Today's campus is on the estate of the former manor house and gardens of the hacienda of the Julio Patino family, which prior to 1952 (Bolivian National Revolution) owned most of the Calacoto district. The land was used for growing corn and peaches and for grazing dairy cows. The main entrance was at the intersection of what today is Calle 10 Calacoto and Av. Julio Patino. It had a grand entrance flanked by large pine trees. The manor house itself occupied a promontory overlooking formal gardens and a small one-meter-deep lagoon below. The school had the lagoon drained to convert the space into a large expanse of playing fields. Nelly Sfeir Gonzalez and her husband Walter Gonzalez Gonzalez, parents of four students, took the initiative in planting pine trees along the eastern perimeter wall of the playing fields and in opening a back gate to the alley that gave access to Av. Sanchez Bustamante, in the vicinity of what is today the embassy of the Oriental Repulic of Uruguay.

As of 2015 the only portion of the USAID-purchased campus still remaining is the playground's garden bridge, which is made of stone. When the school purchased the campus the "Casa del Sol" and "Patino House" were already present, and the school later constructed and demolished additional buildings.

==Notable alumni==

- Daniel Bedoya, Bolivian born, Texas resident; elite equestrian show jumper and horse trainer who represented Bolivia in 2018 World Equestrian Games and 2019 Pan American Games.
- Patricia G. Cavero (1961), Bolivian-born, American medical doctor Board-certified in cardiology, graduate of Northwestern University School of Medicine, with residency at Mayo Clinic and fellowship at UC San Francisco.
- Marcelo Claure, billionaire entrepreneur; owner of Club Bolivar, the most successful professional football-soccer team in the history of Bolivia
- Heather Conneely - graduate of ACS-Colegio Calvert, La Paz, Bolivia and University of Notre Dame (Indiana); sales and advertising executive at Univision, Facebook and Meta
- Maria Eguia, Bolivian national swimming champion and medalist (bronze in 100 meter backstroke and silver in 4x100 medley relay) at the 1977 Juegos Bolivarianos (Bolivarian Games, a South American regional multi-sport competition)
- Eduardo Gamarra, PhD in Latin American studies from the University of Pittsburgh and professor of political science at Florida International University; expert on Latino vote in the United States who appears frequently on television in the United States as an expert on the politics of Bolivia, Cuba, Haiti and Venezuela.
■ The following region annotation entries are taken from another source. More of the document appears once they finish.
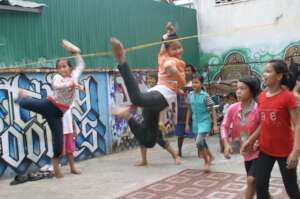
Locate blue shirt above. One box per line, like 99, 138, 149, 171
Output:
188, 90, 213, 134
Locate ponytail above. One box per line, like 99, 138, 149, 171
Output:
268, 59, 296, 90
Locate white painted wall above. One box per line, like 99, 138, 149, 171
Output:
194, 0, 300, 53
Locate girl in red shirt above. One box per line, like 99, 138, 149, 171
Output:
241, 60, 300, 199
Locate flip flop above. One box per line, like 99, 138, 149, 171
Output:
28, 172, 44, 181
42, 171, 54, 179
9, 174, 28, 185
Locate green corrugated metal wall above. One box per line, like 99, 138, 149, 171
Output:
0, 0, 199, 68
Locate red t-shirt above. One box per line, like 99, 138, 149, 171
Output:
258, 90, 297, 157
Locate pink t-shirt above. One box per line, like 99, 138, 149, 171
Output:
221, 102, 260, 161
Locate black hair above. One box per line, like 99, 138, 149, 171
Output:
192, 74, 204, 83
147, 72, 158, 82
162, 33, 178, 50
226, 92, 237, 101
55, 59, 73, 69
239, 75, 260, 98
185, 64, 197, 73
268, 59, 296, 90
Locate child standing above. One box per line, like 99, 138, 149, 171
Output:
185, 75, 219, 172
15, 40, 84, 178
221, 75, 260, 199
241, 60, 300, 199
175, 64, 196, 157
63, 108, 81, 174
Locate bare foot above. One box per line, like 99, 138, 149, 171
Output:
111, 107, 131, 120
71, 169, 81, 175
110, 37, 125, 64
203, 164, 210, 173
134, 161, 148, 167
18, 88, 28, 98
175, 156, 181, 165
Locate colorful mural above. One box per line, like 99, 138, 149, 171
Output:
109, 72, 177, 152
200, 41, 300, 94
0, 69, 176, 176
0, 73, 108, 176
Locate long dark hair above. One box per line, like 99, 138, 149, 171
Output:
55, 59, 73, 70
162, 33, 178, 50
268, 59, 295, 90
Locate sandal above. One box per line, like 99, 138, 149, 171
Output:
9, 174, 28, 185
28, 172, 44, 181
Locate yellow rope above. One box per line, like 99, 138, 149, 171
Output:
4, 18, 292, 68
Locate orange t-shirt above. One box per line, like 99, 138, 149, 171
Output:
157, 53, 185, 93
258, 90, 297, 157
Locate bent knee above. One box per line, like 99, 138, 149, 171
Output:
247, 176, 255, 186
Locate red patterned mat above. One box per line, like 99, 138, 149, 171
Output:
119, 169, 296, 199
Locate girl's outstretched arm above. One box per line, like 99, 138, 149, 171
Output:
287, 109, 300, 169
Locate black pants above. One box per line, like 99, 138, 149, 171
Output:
118, 63, 168, 148
16, 98, 64, 158
255, 152, 300, 199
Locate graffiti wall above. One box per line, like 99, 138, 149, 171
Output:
109, 72, 177, 152
0, 69, 176, 176
194, 0, 300, 89
0, 73, 109, 176
200, 41, 300, 82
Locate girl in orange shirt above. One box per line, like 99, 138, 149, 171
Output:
111, 23, 185, 152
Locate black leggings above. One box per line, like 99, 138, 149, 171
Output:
16, 97, 64, 158
255, 152, 300, 199
118, 62, 168, 148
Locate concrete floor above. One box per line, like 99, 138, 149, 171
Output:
0, 136, 299, 199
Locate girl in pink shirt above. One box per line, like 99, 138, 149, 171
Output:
15, 40, 84, 178
221, 75, 260, 199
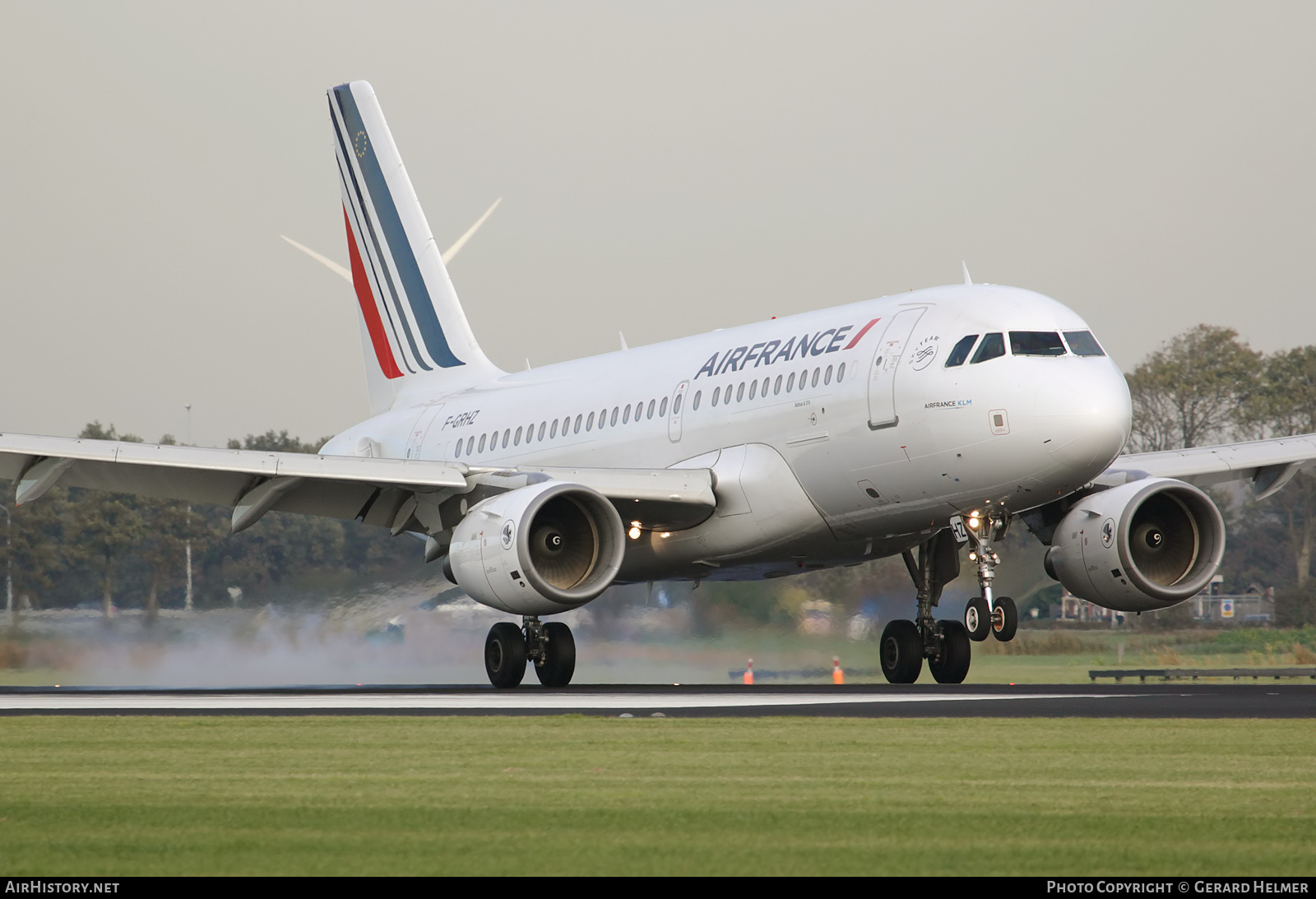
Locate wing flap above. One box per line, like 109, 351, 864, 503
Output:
0, 434, 717, 531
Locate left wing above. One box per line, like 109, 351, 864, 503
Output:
1097, 434, 1316, 499
0, 434, 717, 533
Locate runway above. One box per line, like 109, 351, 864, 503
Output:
0, 684, 1316, 719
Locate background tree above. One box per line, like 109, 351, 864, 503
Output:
0, 487, 68, 614
66, 421, 147, 618
1128, 325, 1262, 453
1241, 346, 1316, 623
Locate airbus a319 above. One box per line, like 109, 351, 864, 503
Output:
0, 81, 1316, 687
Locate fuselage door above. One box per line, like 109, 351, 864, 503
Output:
869, 308, 924, 430
406, 403, 443, 460
667, 380, 689, 443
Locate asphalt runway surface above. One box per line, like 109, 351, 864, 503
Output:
0, 682, 1316, 719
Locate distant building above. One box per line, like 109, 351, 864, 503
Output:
1050, 574, 1275, 627
1189, 574, 1275, 625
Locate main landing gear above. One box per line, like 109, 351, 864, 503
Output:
484, 614, 575, 687
879, 516, 1018, 684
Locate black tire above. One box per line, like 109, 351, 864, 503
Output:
991, 596, 1018, 644
965, 596, 991, 641
484, 621, 525, 688
535, 621, 575, 687
878, 620, 923, 684
928, 621, 974, 684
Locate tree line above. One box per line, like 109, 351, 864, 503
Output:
0, 421, 424, 618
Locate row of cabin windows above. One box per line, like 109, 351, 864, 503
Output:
452, 395, 674, 458
711, 362, 845, 410
452, 362, 845, 458
946, 331, 1105, 368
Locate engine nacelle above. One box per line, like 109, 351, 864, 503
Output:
1046, 478, 1226, 612
447, 480, 625, 614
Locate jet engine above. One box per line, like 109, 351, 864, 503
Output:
1045, 478, 1226, 612
443, 480, 625, 614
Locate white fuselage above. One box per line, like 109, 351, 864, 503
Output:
322, 285, 1130, 581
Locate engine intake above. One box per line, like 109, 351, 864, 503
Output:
447, 480, 625, 614
1045, 478, 1226, 612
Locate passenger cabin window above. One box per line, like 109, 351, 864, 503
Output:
969, 331, 1005, 364
1009, 331, 1064, 355
1064, 331, 1105, 355
946, 334, 978, 368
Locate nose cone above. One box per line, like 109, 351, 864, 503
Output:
1036, 357, 1133, 480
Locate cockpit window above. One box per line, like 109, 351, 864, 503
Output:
969, 331, 1005, 364
946, 334, 978, 368
1064, 331, 1105, 355
1009, 331, 1064, 355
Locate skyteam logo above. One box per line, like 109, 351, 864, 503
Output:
910, 337, 941, 371
329, 84, 466, 378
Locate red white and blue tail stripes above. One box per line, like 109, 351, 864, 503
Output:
329, 81, 470, 379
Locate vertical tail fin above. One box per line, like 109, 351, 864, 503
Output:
329, 81, 498, 415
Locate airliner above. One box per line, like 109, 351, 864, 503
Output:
0, 81, 1316, 688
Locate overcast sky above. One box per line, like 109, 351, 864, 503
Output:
0, 2, 1316, 443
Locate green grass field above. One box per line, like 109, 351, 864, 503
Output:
0, 716, 1316, 875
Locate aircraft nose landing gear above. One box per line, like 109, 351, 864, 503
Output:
965, 513, 1018, 642
484, 614, 575, 688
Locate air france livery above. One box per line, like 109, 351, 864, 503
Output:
0, 81, 1316, 687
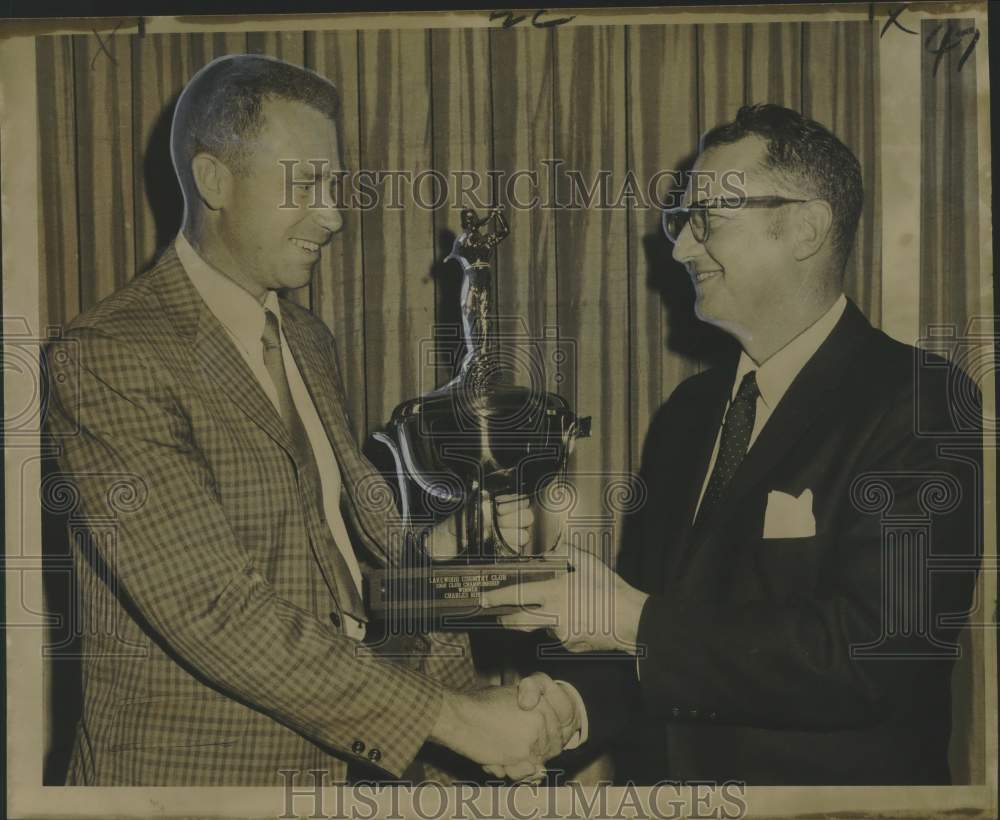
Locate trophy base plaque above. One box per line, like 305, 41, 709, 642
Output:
367, 557, 572, 629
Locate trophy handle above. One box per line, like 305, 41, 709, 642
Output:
489, 494, 521, 557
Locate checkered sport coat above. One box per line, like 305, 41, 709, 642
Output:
48, 246, 475, 786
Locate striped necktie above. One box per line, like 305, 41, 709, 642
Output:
695, 370, 760, 526
261, 310, 367, 621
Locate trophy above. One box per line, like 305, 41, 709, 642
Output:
368, 208, 590, 628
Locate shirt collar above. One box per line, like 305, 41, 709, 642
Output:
174, 231, 281, 352
732, 294, 847, 410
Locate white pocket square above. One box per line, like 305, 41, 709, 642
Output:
764, 490, 816, 538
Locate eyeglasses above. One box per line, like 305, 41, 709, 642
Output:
663, 196, 810, 244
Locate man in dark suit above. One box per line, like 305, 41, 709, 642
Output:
490, 105, 982, 785
49, 55, 563, 786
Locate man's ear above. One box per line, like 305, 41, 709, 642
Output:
795, 199, 833, 262
191, 153, 233, 211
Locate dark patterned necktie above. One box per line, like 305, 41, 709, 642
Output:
695, 370, 760, 526
261, 310, 366, 621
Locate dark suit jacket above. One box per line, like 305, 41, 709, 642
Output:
42, 247, 474, 785
558, 303, 982, 784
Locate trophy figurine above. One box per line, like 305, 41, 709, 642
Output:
369, 208, 590, 626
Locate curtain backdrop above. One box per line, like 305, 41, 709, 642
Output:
37, 22, 981, 776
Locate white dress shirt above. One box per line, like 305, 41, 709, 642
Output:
635, 294, 847, 712
174, 232, 365, 640
692, 294, 847, 520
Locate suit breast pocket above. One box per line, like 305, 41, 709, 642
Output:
751, 535, 830, 600
107, 695, 251, 752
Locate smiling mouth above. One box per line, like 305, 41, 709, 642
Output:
289, 239, 319, 256
691, 270, 722, 285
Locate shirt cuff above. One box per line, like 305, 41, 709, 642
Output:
556, 680, 590, 751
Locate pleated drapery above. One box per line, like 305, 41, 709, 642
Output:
37, 22, 881, 478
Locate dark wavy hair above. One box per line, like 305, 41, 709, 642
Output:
701, 104, 864, 267
170, 54, 340, 204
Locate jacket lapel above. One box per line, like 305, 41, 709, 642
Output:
693, 300, 871, 541
150, 245, 295, 459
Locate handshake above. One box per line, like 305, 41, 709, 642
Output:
431, 672, 581, 782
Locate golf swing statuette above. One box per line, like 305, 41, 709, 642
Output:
368, 208, 590, 626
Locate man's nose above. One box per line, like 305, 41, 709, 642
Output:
673, 219, 705, 265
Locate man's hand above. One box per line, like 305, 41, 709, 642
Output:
482, 546, 649, 654
483, 672, 581, 780
427, 495, 535, 561
431, 686, 563, 780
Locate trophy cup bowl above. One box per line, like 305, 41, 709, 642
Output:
380, 385, 590, 544
368, 208, 590, 628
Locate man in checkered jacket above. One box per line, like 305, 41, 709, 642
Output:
49, 55, 566, 785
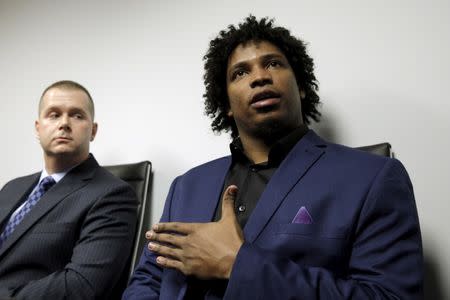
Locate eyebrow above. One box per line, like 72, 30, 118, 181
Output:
229, 53, 286, 72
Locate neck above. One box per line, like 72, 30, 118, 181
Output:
240, 134, 272, 164
44, 154, 89, 175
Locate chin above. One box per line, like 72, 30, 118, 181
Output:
252, 118, 295, 144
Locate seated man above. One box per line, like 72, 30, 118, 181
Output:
123, 16, 423, 300
0, 81, 137, 300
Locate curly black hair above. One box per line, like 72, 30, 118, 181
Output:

Gamarra has also testified before the US Senate Foreign Affairs Committee.
- Fernando Gonzalez Sfeir (1960), Bolivian-born, American medical doctor and surgeon, Board-certified in urology
- Mauricio Gonzalez Sfeir, business executive educated at Yale University, Oxford University, and Harvard Business School; former Secretary of Energy of Bolivia. Earned varsity blue for lawn tennis at Oxford University.
- Vivian Reynolds, Bolivian junior tennis champion; architect and landscape designer educated at Univ. of Oregon (Fulbright Scholar), Kyushu Univ. (Japan), and Univ. of New Mexico.
- Emily Georgette Sfeir, Bolivian junior triathlon champion; 2009 graduate of the United States Military Academy at West Point and combat veteran of Iraq and Afghanistan.